Nvidia’s China comeback now runs through Beijing’s chip sovereignty test
A tense semiconductor checkpoint between U.S. export approval and Chinese regulatory refusal, with Nvidia H200-class AI accelerators caught in the middle.📷 AI-generated image / TECH&SPACE
- ★The U.S. has approved Nvidia H200 AI chip sales to ten Chinese firms.
- ★China has not yet granted its own approval, despite visits by Donald Trump and Jensen Huang.
- ★The delay shows that AI trade is now a question of industrial strategy, not just export control.
PC Gamer reports that China has still not approved Nvidia AI chip sales, even after the U.S. side opened the door for H200 shipments to ten Chinese firms. That is the awkward turn in a story that looked, on paper, like a diplomatic breakthrough: Donald Trump and Jensen Huang went to China to push AI trade, Washington reportedly allowed part of the deal, and Beijing still has not accepted the package.
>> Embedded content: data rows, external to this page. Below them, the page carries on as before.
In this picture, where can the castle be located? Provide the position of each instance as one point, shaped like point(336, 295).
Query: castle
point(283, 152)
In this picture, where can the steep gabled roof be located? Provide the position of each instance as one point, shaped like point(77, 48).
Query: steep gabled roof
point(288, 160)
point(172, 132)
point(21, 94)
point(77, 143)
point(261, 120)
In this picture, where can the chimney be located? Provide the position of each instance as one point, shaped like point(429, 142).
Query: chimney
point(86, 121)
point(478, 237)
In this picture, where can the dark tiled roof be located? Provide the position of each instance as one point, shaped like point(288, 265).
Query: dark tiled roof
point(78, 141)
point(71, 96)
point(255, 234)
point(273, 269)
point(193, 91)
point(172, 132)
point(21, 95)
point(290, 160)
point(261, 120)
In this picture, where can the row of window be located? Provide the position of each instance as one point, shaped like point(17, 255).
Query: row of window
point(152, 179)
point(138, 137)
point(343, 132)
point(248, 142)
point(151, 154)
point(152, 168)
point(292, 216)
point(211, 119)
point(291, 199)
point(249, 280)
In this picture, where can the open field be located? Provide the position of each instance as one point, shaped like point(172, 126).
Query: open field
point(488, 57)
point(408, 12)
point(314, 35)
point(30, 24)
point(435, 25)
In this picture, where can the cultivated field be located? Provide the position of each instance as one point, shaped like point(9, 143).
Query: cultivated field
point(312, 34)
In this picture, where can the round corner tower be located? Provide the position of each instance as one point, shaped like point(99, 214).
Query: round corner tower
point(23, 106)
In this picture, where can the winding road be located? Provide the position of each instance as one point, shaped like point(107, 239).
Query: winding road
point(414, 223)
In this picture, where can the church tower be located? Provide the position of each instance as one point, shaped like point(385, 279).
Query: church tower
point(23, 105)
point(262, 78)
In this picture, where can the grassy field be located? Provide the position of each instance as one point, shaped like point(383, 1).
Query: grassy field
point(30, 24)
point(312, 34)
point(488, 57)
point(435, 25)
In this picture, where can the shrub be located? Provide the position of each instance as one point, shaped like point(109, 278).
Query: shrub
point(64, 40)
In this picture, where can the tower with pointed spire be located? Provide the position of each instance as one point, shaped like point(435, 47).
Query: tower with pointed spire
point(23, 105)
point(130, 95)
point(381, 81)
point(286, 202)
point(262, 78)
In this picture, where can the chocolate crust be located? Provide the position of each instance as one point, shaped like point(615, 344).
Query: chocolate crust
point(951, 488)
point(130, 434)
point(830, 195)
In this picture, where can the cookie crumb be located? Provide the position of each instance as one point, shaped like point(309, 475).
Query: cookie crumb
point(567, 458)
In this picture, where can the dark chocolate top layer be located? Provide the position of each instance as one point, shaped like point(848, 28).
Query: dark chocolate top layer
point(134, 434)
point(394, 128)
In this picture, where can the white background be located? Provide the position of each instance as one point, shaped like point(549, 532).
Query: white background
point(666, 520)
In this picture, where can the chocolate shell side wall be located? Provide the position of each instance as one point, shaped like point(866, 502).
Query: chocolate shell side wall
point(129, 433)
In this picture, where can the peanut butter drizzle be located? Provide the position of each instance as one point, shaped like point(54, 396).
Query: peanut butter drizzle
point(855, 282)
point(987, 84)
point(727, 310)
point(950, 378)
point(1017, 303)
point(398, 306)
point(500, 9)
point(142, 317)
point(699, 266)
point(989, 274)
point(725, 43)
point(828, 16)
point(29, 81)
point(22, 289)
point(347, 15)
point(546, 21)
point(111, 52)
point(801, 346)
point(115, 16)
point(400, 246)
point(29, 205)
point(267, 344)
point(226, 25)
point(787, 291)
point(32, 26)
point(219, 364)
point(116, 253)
The chip at the center is Nvidia H200, an accelerator built for large AI models and memory-heavy inference workloads. In a normal hardware cycle, this would be a story about demand, capacity, and price. In 2026, it is a geopolitical test: who is allowed to buy the most sought-after silicon, under what restrictions, and how much buyers are willing to depend on a supplier caught inside the U.S.-China export-control machine.
Washington has approved H200 sales to ten Chinese firms, but Beijing is still holding the final gate and signaling that it wants its own AI supply chain.
Close operational view of a Chinese data-center procurement room where H200 accelerator trays remain sealed while domestic chip schematics glow on the wall.📷 AI-generated image / TECH&SPACE
According to the source summary, the U.S. approval covers ten Chinese firms, with a figure of 75,000 units also attached to the talks. But the important detail is not just the volume. It is China’s hesitation. One quoted explanation says the country may not be moving forward “because they chosen not to, they want to develop their own.” Stripped of the rough phrasing, the message is clear: if Beijing decides that importing H200 accelerators weakens its domestic chip strategy, the political cost can outweigh the short-term compute gain.
The U.S. logic still revolves around guardrails. Advanced semiconductor export controls are overseen by the Bureau of Industry and Security, and AI accelerators have become one of the most sensitive parts of that policy. Huang’s counter-argument has also been consistent: cutting China off too broadly can hurt American suppliers as well as Chinese buyers. The source captures that line with the warning that what harms China can often harm America too.
That is why this episode matters even before a final deal exists. If China approves the imports, Nvidia gets a path back into a huge market, but under constant political inspection. If China rejects or stalls the move, domestic accelerators and a national AI stack receive an even stronger push. Either way, H200 is no longer just a product line on Nvidia’s data-center roadmap. It is a measure of how much of the global AI market can still behave like a market.